Unfortunately, the silence of these voices—which are reflective of millions of frustrated and oppressed American citizens—has been largely maintained as none of the nation’s major media outlets provided live coverage.
It’s sad to see the lack of coverage of the #MillionManMarch. The media doesn’t want you to consume real truth and discover the power you have as a citizen of this earth. It was such a blessing and a life changing experience to be at the #MillionManMarch in Washington DC. Minister Farrakhan spoke the most truth and will forever be thankful for being present at such a powerful event. Go Online, check out his speech and thank me later. Love! Fuse ODG #NewAfricaNation #ThisIsNewAfrica #TINA #JusticeOrElse
Could it have been the lack of violence? The absence of hate or negativity? The potential for an unusual depiction of minorities coming together—in peace? Whether there was a reason or lack of, much of Black America expressed their dismay on the social media pages of many news outlets, as well as through their own personal pages.

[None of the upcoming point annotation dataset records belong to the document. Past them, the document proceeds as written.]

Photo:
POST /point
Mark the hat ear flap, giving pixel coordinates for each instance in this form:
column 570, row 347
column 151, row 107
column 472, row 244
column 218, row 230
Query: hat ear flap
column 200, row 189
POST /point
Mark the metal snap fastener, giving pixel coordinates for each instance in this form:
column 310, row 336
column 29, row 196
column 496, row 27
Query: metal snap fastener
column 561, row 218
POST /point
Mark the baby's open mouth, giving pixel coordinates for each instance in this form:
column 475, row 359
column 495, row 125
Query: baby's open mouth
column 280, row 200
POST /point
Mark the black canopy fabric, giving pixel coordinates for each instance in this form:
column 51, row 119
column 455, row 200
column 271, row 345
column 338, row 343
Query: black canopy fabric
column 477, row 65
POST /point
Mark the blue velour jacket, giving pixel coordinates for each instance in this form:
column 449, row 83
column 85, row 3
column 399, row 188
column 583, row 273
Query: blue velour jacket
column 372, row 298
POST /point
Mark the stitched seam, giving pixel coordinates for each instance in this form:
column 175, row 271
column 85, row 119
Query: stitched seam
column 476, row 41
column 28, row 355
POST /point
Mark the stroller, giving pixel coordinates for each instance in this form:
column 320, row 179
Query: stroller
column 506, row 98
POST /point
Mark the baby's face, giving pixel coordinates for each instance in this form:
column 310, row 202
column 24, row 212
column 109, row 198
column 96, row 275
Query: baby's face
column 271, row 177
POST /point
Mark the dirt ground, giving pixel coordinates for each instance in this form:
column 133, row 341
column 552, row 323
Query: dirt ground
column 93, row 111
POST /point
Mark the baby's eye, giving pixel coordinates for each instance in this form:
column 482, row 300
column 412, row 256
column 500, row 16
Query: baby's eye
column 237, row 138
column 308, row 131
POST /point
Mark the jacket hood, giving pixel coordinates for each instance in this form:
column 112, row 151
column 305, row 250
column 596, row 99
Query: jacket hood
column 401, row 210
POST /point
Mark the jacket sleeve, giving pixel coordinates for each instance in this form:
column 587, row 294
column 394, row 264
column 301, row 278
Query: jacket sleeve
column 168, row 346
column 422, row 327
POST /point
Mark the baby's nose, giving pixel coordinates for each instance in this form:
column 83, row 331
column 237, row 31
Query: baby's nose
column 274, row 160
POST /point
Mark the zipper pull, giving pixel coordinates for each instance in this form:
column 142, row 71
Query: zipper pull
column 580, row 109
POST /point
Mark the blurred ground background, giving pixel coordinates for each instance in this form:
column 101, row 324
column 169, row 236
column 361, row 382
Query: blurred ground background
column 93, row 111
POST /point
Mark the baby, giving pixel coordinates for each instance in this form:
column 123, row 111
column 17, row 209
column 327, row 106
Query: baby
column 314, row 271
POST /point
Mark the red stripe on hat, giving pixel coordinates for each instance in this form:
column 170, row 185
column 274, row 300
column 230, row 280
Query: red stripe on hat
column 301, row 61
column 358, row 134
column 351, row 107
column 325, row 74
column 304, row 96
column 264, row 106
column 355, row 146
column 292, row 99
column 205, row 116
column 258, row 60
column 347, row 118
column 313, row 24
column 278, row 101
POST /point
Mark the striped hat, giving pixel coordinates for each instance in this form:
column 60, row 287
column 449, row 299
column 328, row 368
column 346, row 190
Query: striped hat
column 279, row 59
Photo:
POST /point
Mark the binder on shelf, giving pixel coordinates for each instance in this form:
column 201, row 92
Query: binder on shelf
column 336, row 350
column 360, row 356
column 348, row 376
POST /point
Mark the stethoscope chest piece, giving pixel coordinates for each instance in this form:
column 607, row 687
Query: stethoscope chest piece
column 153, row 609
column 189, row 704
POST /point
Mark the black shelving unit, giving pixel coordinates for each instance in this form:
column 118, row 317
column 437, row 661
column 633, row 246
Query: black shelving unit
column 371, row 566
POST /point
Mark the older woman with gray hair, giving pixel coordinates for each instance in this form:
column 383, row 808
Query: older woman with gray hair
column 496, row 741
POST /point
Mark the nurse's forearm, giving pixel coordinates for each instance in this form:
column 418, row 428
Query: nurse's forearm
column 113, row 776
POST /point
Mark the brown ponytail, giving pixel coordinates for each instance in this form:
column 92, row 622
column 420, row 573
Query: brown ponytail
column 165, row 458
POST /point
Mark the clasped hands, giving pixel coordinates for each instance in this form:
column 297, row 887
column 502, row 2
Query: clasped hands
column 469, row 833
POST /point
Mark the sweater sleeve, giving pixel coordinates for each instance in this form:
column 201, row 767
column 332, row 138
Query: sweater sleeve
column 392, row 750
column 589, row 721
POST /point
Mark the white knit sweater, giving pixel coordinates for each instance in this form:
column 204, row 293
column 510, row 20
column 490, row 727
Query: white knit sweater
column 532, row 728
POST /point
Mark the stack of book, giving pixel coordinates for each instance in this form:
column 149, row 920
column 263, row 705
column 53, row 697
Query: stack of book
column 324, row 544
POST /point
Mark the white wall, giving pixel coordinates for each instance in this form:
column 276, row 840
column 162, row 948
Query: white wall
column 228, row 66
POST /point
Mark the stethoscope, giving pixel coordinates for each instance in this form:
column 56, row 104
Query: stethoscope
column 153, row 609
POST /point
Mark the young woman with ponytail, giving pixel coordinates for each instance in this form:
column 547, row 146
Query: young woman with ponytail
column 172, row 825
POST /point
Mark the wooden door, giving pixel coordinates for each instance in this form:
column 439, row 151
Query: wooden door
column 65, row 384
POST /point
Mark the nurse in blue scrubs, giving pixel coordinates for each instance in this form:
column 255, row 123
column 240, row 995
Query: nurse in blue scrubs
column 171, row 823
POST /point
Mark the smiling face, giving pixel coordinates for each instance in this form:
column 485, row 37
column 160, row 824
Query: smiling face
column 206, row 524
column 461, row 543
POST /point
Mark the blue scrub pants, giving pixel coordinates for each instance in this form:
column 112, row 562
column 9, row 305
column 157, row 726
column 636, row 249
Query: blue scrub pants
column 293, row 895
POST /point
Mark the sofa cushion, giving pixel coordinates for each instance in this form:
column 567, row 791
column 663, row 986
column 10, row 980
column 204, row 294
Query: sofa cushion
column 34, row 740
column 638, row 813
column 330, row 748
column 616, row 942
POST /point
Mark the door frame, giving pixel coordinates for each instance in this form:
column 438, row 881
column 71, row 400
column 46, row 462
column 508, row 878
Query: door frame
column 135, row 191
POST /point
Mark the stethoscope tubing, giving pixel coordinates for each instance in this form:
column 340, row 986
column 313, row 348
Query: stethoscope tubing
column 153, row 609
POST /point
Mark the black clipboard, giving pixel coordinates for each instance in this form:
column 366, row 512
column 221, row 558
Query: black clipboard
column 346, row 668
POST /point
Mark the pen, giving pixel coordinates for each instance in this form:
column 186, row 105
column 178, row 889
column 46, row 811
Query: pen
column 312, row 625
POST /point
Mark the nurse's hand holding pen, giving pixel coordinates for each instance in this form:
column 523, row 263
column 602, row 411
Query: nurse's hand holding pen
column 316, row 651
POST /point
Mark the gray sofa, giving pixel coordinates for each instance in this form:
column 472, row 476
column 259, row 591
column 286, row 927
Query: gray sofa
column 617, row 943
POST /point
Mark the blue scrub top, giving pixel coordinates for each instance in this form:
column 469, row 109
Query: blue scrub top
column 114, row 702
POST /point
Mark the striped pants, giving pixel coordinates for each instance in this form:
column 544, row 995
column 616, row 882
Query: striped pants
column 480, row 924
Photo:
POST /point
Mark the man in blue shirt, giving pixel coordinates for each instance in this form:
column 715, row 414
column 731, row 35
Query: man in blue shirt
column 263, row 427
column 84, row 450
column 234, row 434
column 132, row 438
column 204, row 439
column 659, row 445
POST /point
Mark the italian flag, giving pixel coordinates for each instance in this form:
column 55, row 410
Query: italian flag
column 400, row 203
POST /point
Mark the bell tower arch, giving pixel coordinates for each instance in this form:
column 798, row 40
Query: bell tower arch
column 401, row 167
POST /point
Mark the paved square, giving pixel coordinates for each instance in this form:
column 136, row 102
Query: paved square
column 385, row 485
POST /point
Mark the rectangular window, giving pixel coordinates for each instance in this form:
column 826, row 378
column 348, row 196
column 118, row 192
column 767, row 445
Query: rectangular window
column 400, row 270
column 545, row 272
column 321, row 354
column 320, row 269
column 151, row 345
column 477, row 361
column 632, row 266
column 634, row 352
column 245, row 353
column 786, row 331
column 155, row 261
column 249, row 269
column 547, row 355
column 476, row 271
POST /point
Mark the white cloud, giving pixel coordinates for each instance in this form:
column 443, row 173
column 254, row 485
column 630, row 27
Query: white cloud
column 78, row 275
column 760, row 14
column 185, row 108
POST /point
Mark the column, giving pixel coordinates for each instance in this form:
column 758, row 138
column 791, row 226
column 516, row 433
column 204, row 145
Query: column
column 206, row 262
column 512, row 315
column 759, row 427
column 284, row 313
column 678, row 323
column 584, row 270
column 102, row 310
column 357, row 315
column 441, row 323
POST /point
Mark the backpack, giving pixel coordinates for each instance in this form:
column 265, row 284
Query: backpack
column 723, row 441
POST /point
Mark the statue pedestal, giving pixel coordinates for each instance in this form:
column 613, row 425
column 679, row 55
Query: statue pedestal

#SMH @ The #media. #STOP trying to #Brainwash us with #NegativeNews and #START covering the #Positive. We are #Tired of your #Tactics!!!! #Justice WILL #Prevail!!! #MillionManMarch 2015 A photo posted by A’Mirrah Elise (@amirrahelise) on Oct 12, 2015 at 6:56pm PDT
If they didn’t hear the cries, we heard them. As they are reminiscent of a vaguely familiar, yet rusty tune that emerges at the edge of a broken cliff just before realizing it is a part of a persevering mountain.
The historic Million Man March had first taken place in Washington, D.C. on October 16, 1995. It was spearheaded by religious leader, Louis Farrakhan, in order to place black issues back on the nation’s political agenda and combat negative stereotypes particularly about black men.
With a similar but broader mission, the 20th Anniversary of The Million Man March was led by the theme “Justice or Else,” and included an agenda to rally not just for Black Americans, but for Mexicans, Native Americans, Women, the Poor, the Incarcerated and other oppressed groups.
The turnout was massive, with thousands upon thousands of attendees that included an array of women, men and children all black, red or white.
The parents of Trayvon Martin, Sybrina Fulton and Tracy Martin, were in attendance as well. The tragedy of Trayvon Martin is what sparked the inception of the Black Lives Matter activist movement, a movement that Farrakhan praised and referred to its creators at the Anniversary March as, “the next leaders of the civil rights movement.”
Given the success, timely relevance and historic value of the 20th Anniversary of the Million Man March, it’s a wonder to a nation in civil unrest that those who were not able to attend had to struggle to find any kind of coverage on every outlet available, including television and digital media platforms.
It serves as a reminder of why supporting black, as well as small businesses and media platforms is so essential to the integrity and health of our nation. It also serves as an additional reminder that maybe our past leaders were right when they said, “the revolution will not be televised.”
Regardless, cameras there or not, we must continue to all work together to create a better future for not just ourselves but for all future generations to come.
Now signing off with the reminder: Don’t wait for the world to recognize your greatness, live it and let the world catch up to you.